Injuries to the knee joint account for around one third of all Skiing Injuries. The Medial Collateral Ligament (MCL) of the knee has always been the most common knee injury, as a twist of the knee often leads to a minor MCL sprain.
Also, while the overall percentage of knee injuries has remained constant over the past 25 years, there has been a dramatic rise in the number of knee ligament ruptures, particularly ruptures of the Anterior Cruciate Ligament (ACL).
Medial Collateral Ligament Sprain (MCL Sprain)
The Medial Collateral Ligament is the large ligament on the inside of the knee that links the thigh bone and the shin bone. Damage to a ligament is referred to as a sprain, and depending on the severity of the injury, it is classified as first, second or third degree.
There will be pain when the site of the damage is touched, and stressing the ligament (when the knee is slightly bent and the shin is moved outwards in relation to the thigh) is painful. In severe cases, the knee joint becomes unstable.

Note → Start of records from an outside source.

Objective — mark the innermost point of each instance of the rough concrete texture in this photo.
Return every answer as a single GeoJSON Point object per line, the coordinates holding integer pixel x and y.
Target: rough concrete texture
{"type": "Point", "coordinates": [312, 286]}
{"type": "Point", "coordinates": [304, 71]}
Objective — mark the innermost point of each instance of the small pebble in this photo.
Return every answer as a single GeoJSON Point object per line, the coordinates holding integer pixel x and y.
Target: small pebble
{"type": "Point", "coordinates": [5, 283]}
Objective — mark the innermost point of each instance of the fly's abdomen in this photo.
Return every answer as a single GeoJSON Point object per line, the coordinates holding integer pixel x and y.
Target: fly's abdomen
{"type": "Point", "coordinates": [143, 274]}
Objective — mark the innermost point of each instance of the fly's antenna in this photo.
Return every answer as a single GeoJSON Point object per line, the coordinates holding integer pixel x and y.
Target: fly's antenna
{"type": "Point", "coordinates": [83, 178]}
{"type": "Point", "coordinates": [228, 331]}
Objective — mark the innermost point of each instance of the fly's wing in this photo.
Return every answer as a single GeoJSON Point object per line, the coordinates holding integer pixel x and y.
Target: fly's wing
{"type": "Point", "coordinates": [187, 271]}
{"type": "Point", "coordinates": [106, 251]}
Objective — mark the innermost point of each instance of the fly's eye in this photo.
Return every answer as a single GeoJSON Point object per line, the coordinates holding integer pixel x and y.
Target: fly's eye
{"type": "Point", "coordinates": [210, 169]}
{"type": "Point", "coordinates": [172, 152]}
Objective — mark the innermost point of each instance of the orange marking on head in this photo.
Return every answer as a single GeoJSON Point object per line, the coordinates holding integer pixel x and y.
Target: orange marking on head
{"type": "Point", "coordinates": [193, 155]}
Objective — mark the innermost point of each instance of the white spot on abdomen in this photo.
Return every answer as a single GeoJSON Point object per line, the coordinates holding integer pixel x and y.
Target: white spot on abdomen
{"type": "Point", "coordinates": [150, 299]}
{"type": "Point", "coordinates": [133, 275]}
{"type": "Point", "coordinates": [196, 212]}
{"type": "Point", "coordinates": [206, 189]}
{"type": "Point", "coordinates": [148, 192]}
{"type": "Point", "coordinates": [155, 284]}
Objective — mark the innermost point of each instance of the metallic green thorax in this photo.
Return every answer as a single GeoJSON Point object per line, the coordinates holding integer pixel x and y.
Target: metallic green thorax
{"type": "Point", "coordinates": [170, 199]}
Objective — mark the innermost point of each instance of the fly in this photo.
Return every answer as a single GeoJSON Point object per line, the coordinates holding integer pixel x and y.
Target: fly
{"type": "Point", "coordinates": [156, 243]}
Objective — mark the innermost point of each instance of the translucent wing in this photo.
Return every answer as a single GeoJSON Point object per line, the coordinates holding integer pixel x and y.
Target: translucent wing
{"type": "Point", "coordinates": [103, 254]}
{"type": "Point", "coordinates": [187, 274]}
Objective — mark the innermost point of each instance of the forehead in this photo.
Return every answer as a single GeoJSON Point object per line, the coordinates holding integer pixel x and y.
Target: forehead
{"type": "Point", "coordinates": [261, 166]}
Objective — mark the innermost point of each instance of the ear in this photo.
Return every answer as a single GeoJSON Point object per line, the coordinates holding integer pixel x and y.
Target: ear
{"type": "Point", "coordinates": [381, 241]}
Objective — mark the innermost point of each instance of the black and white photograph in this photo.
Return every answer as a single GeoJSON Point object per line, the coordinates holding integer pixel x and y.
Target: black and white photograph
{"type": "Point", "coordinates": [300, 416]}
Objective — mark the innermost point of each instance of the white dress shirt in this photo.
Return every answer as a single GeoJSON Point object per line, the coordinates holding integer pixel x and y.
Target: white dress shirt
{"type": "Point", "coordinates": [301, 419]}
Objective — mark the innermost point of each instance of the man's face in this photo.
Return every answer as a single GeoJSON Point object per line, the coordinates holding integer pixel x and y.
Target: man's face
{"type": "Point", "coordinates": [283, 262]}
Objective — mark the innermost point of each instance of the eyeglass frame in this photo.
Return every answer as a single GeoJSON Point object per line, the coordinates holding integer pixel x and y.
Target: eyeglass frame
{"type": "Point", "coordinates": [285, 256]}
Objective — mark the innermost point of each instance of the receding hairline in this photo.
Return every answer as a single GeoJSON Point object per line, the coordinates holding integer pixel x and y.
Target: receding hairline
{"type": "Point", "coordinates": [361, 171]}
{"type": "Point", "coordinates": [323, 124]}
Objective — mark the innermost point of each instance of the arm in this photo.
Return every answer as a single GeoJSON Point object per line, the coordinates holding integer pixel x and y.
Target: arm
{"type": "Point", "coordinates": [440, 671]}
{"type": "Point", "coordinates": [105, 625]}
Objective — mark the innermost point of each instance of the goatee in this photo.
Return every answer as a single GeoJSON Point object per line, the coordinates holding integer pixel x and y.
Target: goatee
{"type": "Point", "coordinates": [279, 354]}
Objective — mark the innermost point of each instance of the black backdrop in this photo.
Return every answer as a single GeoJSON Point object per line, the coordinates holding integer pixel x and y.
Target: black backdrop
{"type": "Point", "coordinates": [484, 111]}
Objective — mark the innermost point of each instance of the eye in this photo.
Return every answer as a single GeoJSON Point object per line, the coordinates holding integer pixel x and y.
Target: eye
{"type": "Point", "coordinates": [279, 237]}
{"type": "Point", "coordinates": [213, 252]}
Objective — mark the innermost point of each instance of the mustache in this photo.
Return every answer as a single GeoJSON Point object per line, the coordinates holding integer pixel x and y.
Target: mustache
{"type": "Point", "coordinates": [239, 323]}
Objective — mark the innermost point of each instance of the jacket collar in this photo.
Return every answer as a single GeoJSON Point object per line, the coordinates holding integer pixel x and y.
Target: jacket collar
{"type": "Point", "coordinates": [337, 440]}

In the acute stage of injury, the RICE protocol should be followed – Rest, Ice, Compression and Elevation (never apply ice directly to the skin). Depending on the severity of the injury, the leg needs to take a rest from any sport or activity for 3 to 8 weeks. In the case of a third degree sprain, where the ligament is completely ruptured, the treatment of choice is surgery to repair the structure, followed by a 3-month rehabilitation period.
Anterior Cruciate Ligament Rupture (ACL Rupture)
The Anterior Cruciate Ligament lies deep within the knee joint, connecting the thigh bone with the shin bone. Its function is to prevent excessive forward movement of the shin in relation to the thigh and also to prevent excessive rotation at the knee joint.
The ACL can be injured in several different ways, most notably by landing from a jump onto a bent knee then twisting, or landing on a knee that is over-extended. In collision sports, direct contact of the knee from opponents can cause damage to the ACL.
At the moment of injury, the person may experience a snapping sensation deep within the knee. There will be pain, proportional to the force and degree of damage to other structures within the knee joint.
In some cases, the person may feel able to continue playing, but as soon as the ligament is put under strain during sports activity, the knee joint will become unstable. After a couple of hours, the knee joint will become painfully swollen.
The treatment of the ACL injury is dependent upon the amount of damage and the subsequent functional impairment, the age of the patient and the level of sport or activity. If the diagnostic investigations reveal only a partial tear of some of the fibres of the ACL, and there is minimal instability, then a conservative approach with a physiotherapist is usually indicated.
In the case of individuals who are involved in a high level of sport where a degree of instability is functionally unacceptable, surgical reconstruction of the ligament is the surest way to restore normal function.
Although knee ligament injuries are relatively common in snowboarding, they can be prevented with the proper safety gear and by practicing safe riding techniques.
If you do suffer a knee ligament injury, it is important to seek medical attention immediately so that you can start on the road to recovery. With proper care and rehabilitation, you can get back out on the slopes in no time.